Strategic Global Income Fund, Inc. – Fund Commentary and Portfolio Statistics

NEW YORK--()--Strategic Global Income Fund, Inc. (the "Fund") (NYSE: SGL) is a non-diversified, closed-end management investment company seeking a high level of current income as a primary objective and capital appreciation as a secondary objective through investments in US and foreign debt securities.

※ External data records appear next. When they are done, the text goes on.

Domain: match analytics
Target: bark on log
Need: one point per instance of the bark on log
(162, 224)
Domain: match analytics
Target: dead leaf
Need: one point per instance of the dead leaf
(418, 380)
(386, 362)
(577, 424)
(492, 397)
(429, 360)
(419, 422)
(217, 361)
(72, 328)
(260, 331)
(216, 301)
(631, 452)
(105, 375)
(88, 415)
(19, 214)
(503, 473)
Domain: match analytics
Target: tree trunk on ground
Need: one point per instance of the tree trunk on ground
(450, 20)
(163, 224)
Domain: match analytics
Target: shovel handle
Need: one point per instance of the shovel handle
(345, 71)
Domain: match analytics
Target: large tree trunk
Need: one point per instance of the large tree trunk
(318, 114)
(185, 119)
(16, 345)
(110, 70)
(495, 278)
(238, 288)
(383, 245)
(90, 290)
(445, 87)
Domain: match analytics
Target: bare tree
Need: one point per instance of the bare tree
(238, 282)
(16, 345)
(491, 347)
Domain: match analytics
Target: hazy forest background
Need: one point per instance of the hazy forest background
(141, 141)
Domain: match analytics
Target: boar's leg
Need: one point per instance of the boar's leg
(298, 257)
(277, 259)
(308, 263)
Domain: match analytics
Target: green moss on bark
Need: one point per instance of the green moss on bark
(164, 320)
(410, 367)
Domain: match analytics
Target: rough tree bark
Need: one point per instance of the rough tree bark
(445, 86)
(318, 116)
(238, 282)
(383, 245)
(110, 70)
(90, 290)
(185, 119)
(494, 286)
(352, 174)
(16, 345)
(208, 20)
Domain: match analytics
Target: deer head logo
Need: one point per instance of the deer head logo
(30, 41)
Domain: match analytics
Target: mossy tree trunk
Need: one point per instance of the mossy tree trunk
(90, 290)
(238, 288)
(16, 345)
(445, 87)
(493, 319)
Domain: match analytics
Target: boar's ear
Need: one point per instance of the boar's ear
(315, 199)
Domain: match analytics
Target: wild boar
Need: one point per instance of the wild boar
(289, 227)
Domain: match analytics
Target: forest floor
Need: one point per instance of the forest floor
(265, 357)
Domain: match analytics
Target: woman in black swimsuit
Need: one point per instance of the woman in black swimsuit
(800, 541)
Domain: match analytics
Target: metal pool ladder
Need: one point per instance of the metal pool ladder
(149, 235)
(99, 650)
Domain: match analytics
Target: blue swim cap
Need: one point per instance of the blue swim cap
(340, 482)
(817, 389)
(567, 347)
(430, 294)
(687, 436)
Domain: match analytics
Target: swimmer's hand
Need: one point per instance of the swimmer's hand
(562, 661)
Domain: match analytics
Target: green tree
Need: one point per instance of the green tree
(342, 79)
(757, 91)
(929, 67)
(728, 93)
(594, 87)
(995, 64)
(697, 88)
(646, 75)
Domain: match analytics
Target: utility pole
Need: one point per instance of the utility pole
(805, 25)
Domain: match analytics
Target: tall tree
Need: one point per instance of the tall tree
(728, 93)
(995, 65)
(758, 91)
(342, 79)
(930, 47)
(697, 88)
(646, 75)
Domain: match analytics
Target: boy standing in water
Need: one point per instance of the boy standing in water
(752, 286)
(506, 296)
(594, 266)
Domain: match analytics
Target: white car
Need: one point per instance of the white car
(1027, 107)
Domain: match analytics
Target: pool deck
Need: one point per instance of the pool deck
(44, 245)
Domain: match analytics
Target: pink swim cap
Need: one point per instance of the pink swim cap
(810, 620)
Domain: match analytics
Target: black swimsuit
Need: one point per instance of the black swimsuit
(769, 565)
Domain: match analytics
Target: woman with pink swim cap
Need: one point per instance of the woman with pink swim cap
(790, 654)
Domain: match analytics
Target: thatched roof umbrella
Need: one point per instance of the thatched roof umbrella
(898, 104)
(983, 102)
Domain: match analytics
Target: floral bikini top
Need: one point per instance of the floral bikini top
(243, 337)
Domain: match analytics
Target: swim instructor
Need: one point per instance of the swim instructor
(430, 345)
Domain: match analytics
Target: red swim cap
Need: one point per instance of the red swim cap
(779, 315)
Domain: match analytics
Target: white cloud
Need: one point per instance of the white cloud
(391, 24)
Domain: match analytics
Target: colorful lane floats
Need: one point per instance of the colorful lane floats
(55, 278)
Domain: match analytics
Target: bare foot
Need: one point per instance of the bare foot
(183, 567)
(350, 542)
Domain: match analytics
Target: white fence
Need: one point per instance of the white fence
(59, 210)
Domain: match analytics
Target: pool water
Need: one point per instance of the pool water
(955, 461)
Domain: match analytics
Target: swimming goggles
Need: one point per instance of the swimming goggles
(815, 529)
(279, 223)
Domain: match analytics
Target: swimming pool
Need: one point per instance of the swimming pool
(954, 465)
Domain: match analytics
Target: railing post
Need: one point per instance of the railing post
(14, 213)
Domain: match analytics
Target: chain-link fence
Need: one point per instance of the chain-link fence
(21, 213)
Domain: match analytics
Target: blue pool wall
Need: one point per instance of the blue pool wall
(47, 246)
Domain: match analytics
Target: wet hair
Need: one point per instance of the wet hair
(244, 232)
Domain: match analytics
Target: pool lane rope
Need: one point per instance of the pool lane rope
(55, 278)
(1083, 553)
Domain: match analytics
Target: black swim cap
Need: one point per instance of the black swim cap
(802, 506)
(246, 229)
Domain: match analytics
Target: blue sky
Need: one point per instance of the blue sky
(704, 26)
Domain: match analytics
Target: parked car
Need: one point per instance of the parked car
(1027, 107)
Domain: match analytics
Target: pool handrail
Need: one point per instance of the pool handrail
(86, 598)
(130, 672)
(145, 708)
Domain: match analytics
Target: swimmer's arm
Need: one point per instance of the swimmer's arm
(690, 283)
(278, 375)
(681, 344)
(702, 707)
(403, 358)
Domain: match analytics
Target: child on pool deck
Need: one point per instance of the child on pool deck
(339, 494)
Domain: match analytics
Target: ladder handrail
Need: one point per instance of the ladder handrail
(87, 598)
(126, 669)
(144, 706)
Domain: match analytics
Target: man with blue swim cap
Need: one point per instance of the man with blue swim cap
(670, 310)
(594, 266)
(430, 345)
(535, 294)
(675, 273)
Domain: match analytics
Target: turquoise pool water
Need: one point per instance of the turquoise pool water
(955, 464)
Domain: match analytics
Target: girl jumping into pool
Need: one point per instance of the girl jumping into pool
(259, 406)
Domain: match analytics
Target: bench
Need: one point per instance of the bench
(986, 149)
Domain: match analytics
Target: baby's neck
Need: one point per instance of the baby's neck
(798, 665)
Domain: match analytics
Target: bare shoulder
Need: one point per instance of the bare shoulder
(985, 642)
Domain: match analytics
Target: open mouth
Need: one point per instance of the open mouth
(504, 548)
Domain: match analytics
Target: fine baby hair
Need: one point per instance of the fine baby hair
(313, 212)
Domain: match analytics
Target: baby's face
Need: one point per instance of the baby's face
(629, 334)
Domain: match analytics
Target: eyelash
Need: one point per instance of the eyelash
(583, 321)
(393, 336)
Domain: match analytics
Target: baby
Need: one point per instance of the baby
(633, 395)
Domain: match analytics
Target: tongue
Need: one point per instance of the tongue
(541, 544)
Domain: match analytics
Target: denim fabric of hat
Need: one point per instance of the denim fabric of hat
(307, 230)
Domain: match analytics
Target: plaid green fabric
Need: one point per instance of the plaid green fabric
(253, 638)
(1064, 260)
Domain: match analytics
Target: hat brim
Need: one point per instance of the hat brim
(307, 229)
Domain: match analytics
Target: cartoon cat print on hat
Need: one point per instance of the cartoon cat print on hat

Fund Commentary for the first quarter of 2015 from UBS Global Asset Management (Americas) Inc. (“UBS Global AM”), the Fund’s investment advisor

Market review

The global fixed income market generated mixed results during the first quarter, partially due to the impact of the strengthening US dollar. The overall US fixed income market moved higher as Treasury yields declined across the yield curve. All told, the yield on the two-year Treasury fell from 0.67% to 0.56%, whereas the yield on the 10-year Treasury moved from 2.17% to 1.94% during the first quarter. As expected, at its meeting in March, the Federal Reserve Board (the "Fed") removed the word "patient" from its official statement regarding when it may start raising rates. However, Fed Chair Janet Yellen pointed out that, "Just because we removed the word “patient” from the statement doesn’t mean we are going to be impatient." Overseas, government yields generally moved lower. On January 22, the European Central Bank ("ECB") announced that, beginning in March 2015, it would begin a €60 billion-per-month bond buying program that is expected to run until September 2016. The overall US bond market, as measured by the Barclays US Aggregate Index, gained 1.61% during the first quarter of 2015.1 Conversely, the global government bond markets declined 2.51% over the quarter, as measured by the Citigroup World Government Bond Index (unhedged). In contrast, the Citigroup World Government Bond Index (hedged) rose 2.04% for the quarter.2

Sector overview

Most US spread sectors posted positive total returns during the quarter, as they were supported by overall solid demand and declining Treasury yields.3 Investment grade and high yield corporate debt outperformed Treasuries during the first quarter, as investor demand for yield remained and some of the weakness from the fourth quarter related to falling oil prices had reversed. Commercial mortgage backed securities ("CMBS") continued to deliver strong results relative to other securitized debt sectors.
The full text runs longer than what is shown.